Science Spotlight

Lymph node T-cells induced by live attenuated vaccines protect against SIV

Image of component, killed, and live vaccines
Schematic of various vaccine types. Whole virus may be inactivated by heat or chemicals, subunit vaccines may be generated by breaking open viruses or expressing specific proteins, and live attenuated viruses, the subject of this paper, may be generated by serial passage or mutation of specific genes to reduce the virus viability.
Image modified under CC-BY-SA license from Wikispaces

More than thirty years of effort have gone into the development of an HIV vaccine. Several vaccine candidates have been tested, including whole killed virus, expressed proteins, and recombinant virus vectors (a non-HIV virus expressing HIV genes). However, the most effective vaccine strategy tested to date, capable of complete protection in a rhesus macaque model, involves the use of a live attenuated virus (LAV) (Daniel et al., 1992).

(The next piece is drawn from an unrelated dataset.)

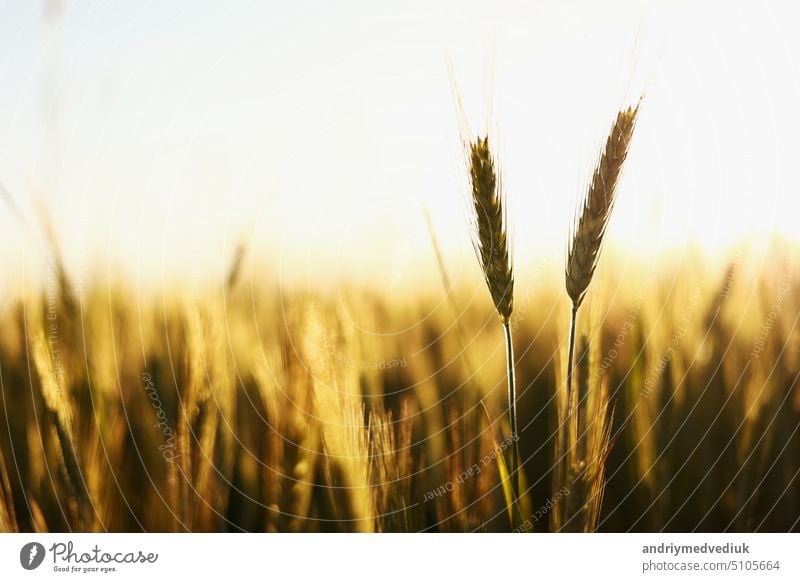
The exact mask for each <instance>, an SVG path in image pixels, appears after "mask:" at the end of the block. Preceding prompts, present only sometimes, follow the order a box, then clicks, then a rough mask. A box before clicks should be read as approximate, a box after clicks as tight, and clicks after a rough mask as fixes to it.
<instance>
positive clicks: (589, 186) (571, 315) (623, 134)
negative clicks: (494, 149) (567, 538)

In LAV vaccines, one or more viral genes are deleted to attenuate the virus, reducing both the pathogenicity and the ability of the virus to replicate. However, the protection afforded by LAV vaccines decreases as the viral attenuation increases. Because of this correlation, LAV vaccines are unlikely to be used in humans, because an effective vaccine would also have a high risk of mutating into a pathogenic virus. Understanding how LAV vaccines confer protection could help direct vaccine development to more closely mimic the vaccine targets and immune response that is so effective in LAV vaccines. To approach this question, Dr. Paul T. Edlefsen (Vaccine and Infectious Disease Division), along with collaborators, used a panel of LAV vaccines to correlate their elicited immune responses with vaccine efficacy.
Animals were vaccinated with one of five different LAVs of varying attenuation. These different viruses should result in varying immune responses and consequently diverse levels of protection, permitting statistical correlations between the immune response to each LAV and vaccine effectiveness.  As expected, this vaccination strategy led to a spectrum of protection, and after challenge, 25 out of 32 animals were at least partially protected, and 19 were completely protected from subsequent SIV challenge.

Of the 11 immune parameters tested, only the magnitude of SIV-reactive CD4+ (p=0.0036) and CD8+ (p=0.007) T-cell responses in the lymph node statistically predicted the ability of the LAV vaccine to protect in this study. The authors also found that the level of LAV RNA in the lymph node was positively correlated with the magnitude of the T-cell response, suggesting that replicating LAV in the lymph node help stimulate and maintain LAV-specific T-cells in the lymph node. A microarray analysis found that the protected group upregulated T-cell receptor signaling genes and granzymes, while the unprotected group did not, suggesting that the protected group had a higher and faster T-cell response in the lymph node than the unprotected group.

After the initial infection, HIV infects local white blood cells that then carry the virus through the blood to the lymph nodes. This study suggests that vaccination with a virus capable of replicating in these lymph nodes can prime and, importantly, maintain potent SIV-specific T-cells at this site. These activated cells may be able to intercept, control, and possibly clear virus at an early stage of infection. One can imagine that expressing HIV genes in a different virus backbone that also stimulates T-cell responses in the lymph node may provide a safe and effective alternative to a live attenuated HIV vaccine.

Fukazawa Y, Park H, Cameron MJ, et al. 2012. Lymph node T cell responses predict the efficacy of live attenuated SIV vaccines. Nat Med. 2012 Sep 9. Epub ahead of print, doi: 10.1038/nm.2934.